Neat, isn't it? As a side remark, you can notice that this algorithm will not work if not all the threads are stopped at the same time (because running threads may pass the breakpoint when the valid instruction is in place). I won't detail the way GDB guys solved it, but it's discussed in detail this paper: Non-stop Multi-threaded Debugging in GDB. Put briefly, they write the instruction somewhere else in memory, set the instruction pointer to that location and single-step the processor. But the problem is that some instruction are address-related, for example the jumps and conditional jumps ...

Symbol and debug information handling

Now, let's come back to the symbol and debug information handling aspect. I didn't study that part into details, so I'll only present an overview.

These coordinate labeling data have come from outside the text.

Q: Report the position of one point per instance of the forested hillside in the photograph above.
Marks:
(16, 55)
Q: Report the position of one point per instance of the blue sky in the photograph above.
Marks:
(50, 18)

First of all, can we debug without debug information and symbol addresses? The answer is yes, as, as we've seen above, all the low-level commands deal with CPU registers and memory addresses, and not source-level information. Hence, the link with the sources are only for the user's convenience. Without debug information, you'll see your application the way the processor (and the kernel) see it: as binary (assembly) instructions and memory bits. GDB doesn't need any further information to translate binary data into CPU instructions:

(gdb) x/10x $pc # heXadecimal representation
0x402c60:   0x56415741  0x54415541  0x55f48949  0x4853fd89
0x402c70:   0x03a8ec81  0x8b480000  0x8b48643e  0x00282504
0x402c80:   0x89480000  0x03982484
(gdb) x/10i $pc # Instruction representation
=> 0x402c60:    push   %r15
0x402c62:   push   %r14
0x402c64:   push   %r13
0x402c66:   push   %r12
0x402c68:   mov    %rsi,%r12
0x402c6b:   push   %rbp
0x402c6c:   mov    %edi,%ebp
0x402c6e:   push   %rbx
0x402c6f:   sub    $0x3a8,%rsp
0x402c76:   mov    (%rsi),%rdi

Now if we add symbol handling information, GDB can match addresses with symbol names:

(gdb) $pc
$1 = (void (*)()) 0x402c60 <main>

You can list the symbols of an ELF binary with nm -a $file:

nm -a /usr/lib/debug/usr/bin/ls.debug | grep " main"
0000000000402c60 T main

GDB will also be able to display the stack trace (more on that later), but with a limited interest:

(gdb) where
#0  write ()
#1  0x0000003d492769e3 in _IO_new_file_write ()
#2  0x0000003d49277e4c in new_do_write ()
#3  _IO_new_do_write ()
#4  0x0000003d49278223 in _IO_new_file_overflow ()
#5  0x00000000004085bb in print_current_files ()
#6  0x000000000040431b in main ()

We've got the PC addresses, the corresponding function, but that's it. Inside a function, you'll need to debug in assembly!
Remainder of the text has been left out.